Die Niederschläge fanden 2002 kein Ende. Daher verlangsamte sich die Reifung im Spätsommer. Bereits in den ersten Septembertagen waren beunruhigende Zeichen von Fäulnis festzustellen. Diejenigen Erzeuger, welche der Natur dennoch gescheite Weine abtrotzen wollten, standen Ende des Monats vor einer wirklich mühseligen Arbeit. Traube für Traube mußte die Ernte eingefahren. Trotz alledem werden die meisten Betriebe auf ihre Spitzenweine, ja auch ihre Riserva verzichten, und nur einen einfachen Chianti Classico abfüllen – und dennoch wird es nur eine kleine Menge geben. Diese Tatsachen sprechen schon Bände

Lawrence d’Almeida von Villa Casale stand perplex vor diesem Naturgewalt. „So was habe ich nie gesehen. Manche Kollegen werden nur Weißherbste abfüllen können.“ Auch Stephane Derenoncourt aus Saint Emilion, der das Weingut La Massa betreut, ist über das Ergebnis skeptisch. „Die Winzer müssen viele Kerzen in der Kirche anzünden, um aus dem Lesegut etwas gescheites zu zaubern.“ Vielleicht auch deswegen gedenkt sein Auftraggeber Gianpaulo Motta keine einzige Flasche Giorgio Primo abzufüllen. „Bis heute habe ich auch in kleineren Jahren eine kleine Menge ausgezeichneter Weine aus dem Herbst kitzeln können. Ob es uns in diesem Jahr gelingt, steht noch offen.“

Im Jahre 2001 waren die Trauben reifer. Wegen der Fröste im April und die daraus niedrig ausgefallenen Erträge haben die Jungweine, wenn auch schon damals äußerst unterschiedlich, eine prächtige Farbausbeute und eine gewisse Dichte.
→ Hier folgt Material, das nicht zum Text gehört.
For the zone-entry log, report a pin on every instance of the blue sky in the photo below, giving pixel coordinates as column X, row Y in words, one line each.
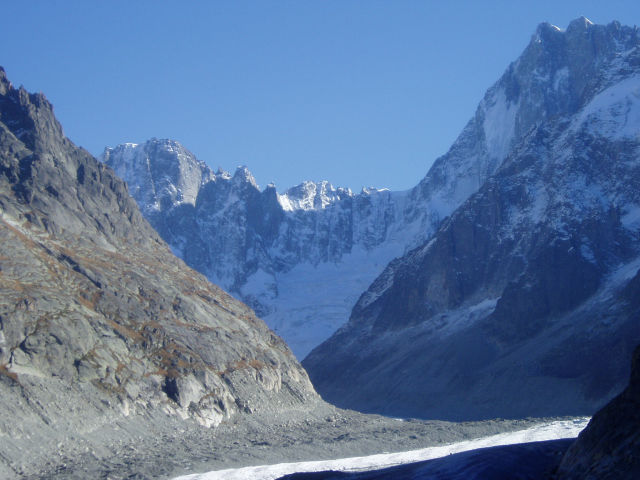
column 360, row 93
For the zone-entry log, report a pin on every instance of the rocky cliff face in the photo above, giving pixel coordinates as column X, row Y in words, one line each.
column 98, row 320
column 513, row 306
column 610, row 445
column 302, row 258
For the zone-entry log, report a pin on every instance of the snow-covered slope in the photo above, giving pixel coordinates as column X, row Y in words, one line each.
column 302, row 258
column 547, row 431
column 519, row 304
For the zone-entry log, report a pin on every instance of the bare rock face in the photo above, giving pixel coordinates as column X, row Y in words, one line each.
column 516, row 306
column 98, row 320
column 610, row 445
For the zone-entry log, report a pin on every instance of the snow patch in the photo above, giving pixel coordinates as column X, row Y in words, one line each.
column 548, row 431
column 614, row 112
column 499, row 125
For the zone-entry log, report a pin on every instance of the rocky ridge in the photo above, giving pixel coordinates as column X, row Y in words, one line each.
column 277, row 251
column 609, row 446
column 99, row 323
column 511, row 307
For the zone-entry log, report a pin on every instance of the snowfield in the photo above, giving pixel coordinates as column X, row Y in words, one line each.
column 547, row 431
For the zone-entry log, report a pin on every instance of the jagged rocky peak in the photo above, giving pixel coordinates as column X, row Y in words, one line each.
column 99, row 323
column 313, row 196
column 242, row 176
column 160, row 173
column 558, row 72
column 532, row 264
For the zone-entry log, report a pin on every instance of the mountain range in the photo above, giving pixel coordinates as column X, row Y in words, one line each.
column 505, row 273
column 524, row 301
column 104, row 333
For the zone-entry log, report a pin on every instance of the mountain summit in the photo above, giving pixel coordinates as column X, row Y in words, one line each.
column 107, row 339
column 520, row 303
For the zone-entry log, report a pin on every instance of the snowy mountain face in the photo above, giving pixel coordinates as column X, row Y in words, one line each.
column 300, row 259
column 521, row 303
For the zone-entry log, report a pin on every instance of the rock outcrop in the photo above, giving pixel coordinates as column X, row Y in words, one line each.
column 98, row 320
column 516, row 306
column 610, row 445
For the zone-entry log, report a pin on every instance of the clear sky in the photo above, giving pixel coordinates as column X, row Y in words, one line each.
column 360, row 93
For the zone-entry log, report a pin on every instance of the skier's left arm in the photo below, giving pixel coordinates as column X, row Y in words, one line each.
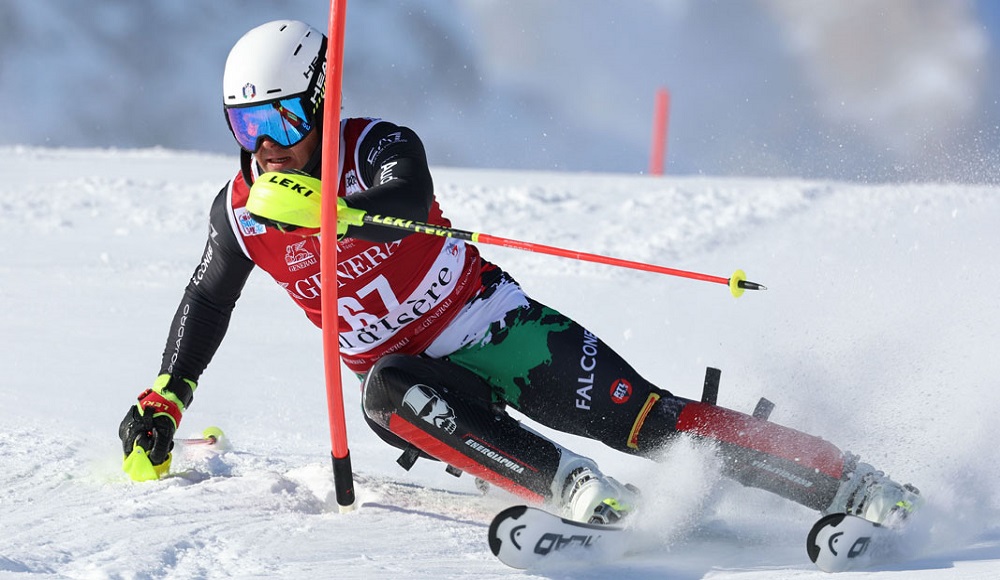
column 393, row 163
column 393, row 166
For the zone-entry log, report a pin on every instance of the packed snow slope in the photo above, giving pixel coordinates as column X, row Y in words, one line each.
column 878, row 331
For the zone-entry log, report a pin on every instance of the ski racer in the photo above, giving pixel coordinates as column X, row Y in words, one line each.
column 443, row 340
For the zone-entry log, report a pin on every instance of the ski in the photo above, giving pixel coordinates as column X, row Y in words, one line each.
column 840, row 542
column 526, row 537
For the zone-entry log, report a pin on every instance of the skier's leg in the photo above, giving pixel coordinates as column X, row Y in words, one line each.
column 444, row 411
column 579, row 385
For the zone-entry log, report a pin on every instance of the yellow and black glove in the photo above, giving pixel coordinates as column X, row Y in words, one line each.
column 147, row 431
column 290, row 202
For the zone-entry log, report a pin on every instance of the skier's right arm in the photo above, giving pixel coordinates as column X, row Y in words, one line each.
column 196, row 332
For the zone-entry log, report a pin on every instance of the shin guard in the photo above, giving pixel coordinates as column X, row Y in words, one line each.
column 758, row 453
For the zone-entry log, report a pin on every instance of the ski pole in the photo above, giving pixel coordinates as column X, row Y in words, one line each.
column 737, row 283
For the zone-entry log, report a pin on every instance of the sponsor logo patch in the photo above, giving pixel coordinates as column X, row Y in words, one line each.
column 248, row 225
column 621, row 391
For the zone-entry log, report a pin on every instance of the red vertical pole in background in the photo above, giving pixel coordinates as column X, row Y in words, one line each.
column 343, row 477
column 661, row 116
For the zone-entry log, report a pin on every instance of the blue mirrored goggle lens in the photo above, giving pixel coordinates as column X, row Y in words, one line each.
column 283, row 121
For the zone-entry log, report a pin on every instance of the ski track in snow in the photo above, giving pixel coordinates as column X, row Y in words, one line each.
column 879, row 332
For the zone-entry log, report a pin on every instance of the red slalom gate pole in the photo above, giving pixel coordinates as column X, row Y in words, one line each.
column 343, row 476
column 661, row 116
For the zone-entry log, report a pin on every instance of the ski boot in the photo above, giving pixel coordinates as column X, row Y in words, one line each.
column 591, row 497
column 870, row 494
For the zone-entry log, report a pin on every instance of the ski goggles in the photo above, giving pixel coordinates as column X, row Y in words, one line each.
column 284, row 121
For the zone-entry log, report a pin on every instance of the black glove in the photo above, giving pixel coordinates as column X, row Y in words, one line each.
column 147, row 431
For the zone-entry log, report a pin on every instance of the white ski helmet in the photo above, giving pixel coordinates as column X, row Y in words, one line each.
column 281, row 64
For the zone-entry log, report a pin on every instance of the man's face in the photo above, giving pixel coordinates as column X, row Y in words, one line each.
column 274, row 157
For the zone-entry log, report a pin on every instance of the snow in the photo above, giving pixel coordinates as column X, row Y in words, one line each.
column 879, row 332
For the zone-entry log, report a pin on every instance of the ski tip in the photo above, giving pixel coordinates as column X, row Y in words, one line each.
column 511, row 513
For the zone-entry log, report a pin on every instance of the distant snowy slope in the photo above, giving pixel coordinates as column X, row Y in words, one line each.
column 878, row 331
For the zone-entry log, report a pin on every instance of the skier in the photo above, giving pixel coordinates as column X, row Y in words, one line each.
column 444, row 340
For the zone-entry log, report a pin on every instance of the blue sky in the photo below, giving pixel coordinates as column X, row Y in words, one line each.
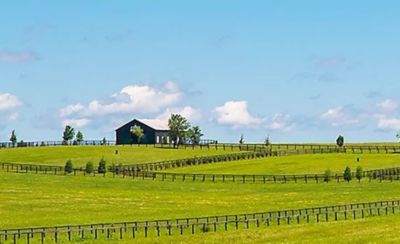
column 299, row 71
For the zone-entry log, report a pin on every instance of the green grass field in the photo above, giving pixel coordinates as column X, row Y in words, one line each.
column 80, row 155
column 36, row 200
column 298, row 164
column 28, row 200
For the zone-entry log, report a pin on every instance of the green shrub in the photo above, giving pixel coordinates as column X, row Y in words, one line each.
column 347, row 174
column 69, row 168
column 89, row 167
column 102, row 166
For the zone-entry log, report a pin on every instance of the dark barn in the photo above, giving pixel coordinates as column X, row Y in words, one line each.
column 154, row 132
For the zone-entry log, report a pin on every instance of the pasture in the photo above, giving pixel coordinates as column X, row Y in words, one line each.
column 298, row 164
column 80, row 155
column 32, row 200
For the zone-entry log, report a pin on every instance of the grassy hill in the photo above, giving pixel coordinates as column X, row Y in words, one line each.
column 80, row 155
column 298, row 164
column 37, row 200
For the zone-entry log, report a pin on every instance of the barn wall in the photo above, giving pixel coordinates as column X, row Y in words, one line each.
column 124, row 136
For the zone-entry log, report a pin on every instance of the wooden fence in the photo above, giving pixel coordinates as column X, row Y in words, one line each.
column 378, row 174
column 193, row 225
column 55, row 143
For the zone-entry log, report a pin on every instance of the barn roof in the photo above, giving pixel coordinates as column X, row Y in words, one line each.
column 157, row 124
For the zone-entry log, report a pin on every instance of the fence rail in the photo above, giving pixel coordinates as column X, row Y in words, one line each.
column 378, row 174
column 193, row 225
column 55, row 143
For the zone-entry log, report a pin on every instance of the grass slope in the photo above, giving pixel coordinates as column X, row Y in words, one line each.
column 80, row 155
column 37, row 200
column 298, row 164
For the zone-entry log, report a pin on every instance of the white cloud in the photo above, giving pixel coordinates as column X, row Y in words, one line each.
column 282, row 122
column 389, row 124
column 235, row 113
column 388, row 105
column 71, row 109
column 131, row 99
column 15, row 57
column 338, row 117
column 78, row 123
column 9, row 101
column 161, row 121
column 188, row 112
column 13, row 116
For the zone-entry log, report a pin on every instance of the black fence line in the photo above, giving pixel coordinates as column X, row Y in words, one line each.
column 224, row 146
column 198, row 177
column 193, row 225
column 56, row 143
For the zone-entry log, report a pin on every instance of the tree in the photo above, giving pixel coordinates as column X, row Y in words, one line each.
column 241, row 141
column 347, row 174
column 340, row 141
column 13, row 138
column 138, row 132
column 68, row 134
column 79, row 137
column 69, row 168
column 359, row 173
column 178, row 126
column 194, row 134
column 327, row 175
column 89, row 167
column 102, row 166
An die Opulenz der sehr homogenen 2000er kamen sie nie heran. Das erste Jahr des neuen Jahrtausends stand deswegen im Zeichen großer Erwartung, wird aber nicht in die Annalen eingehen. Von einem großen Jahrgang spricht heute noch keiner, denn mit hohem Alkohol bei nur geringem Tanninrückgrat hat man die feinsten Jungweine zeitig abgefüllt, um die betörende Frucht zu Jahres einzufangen. Da die Weine weder die innere Dichte der 1999er noch die Kraft der 1997er aufweisen, wirken sie wegen der geringen Säure und zurückhaltenden Aromatik ein wenig alkoholisch und teilweise flach. Inzwischen hat der Jahrgang 2001 neue Liebhaber erschlossen.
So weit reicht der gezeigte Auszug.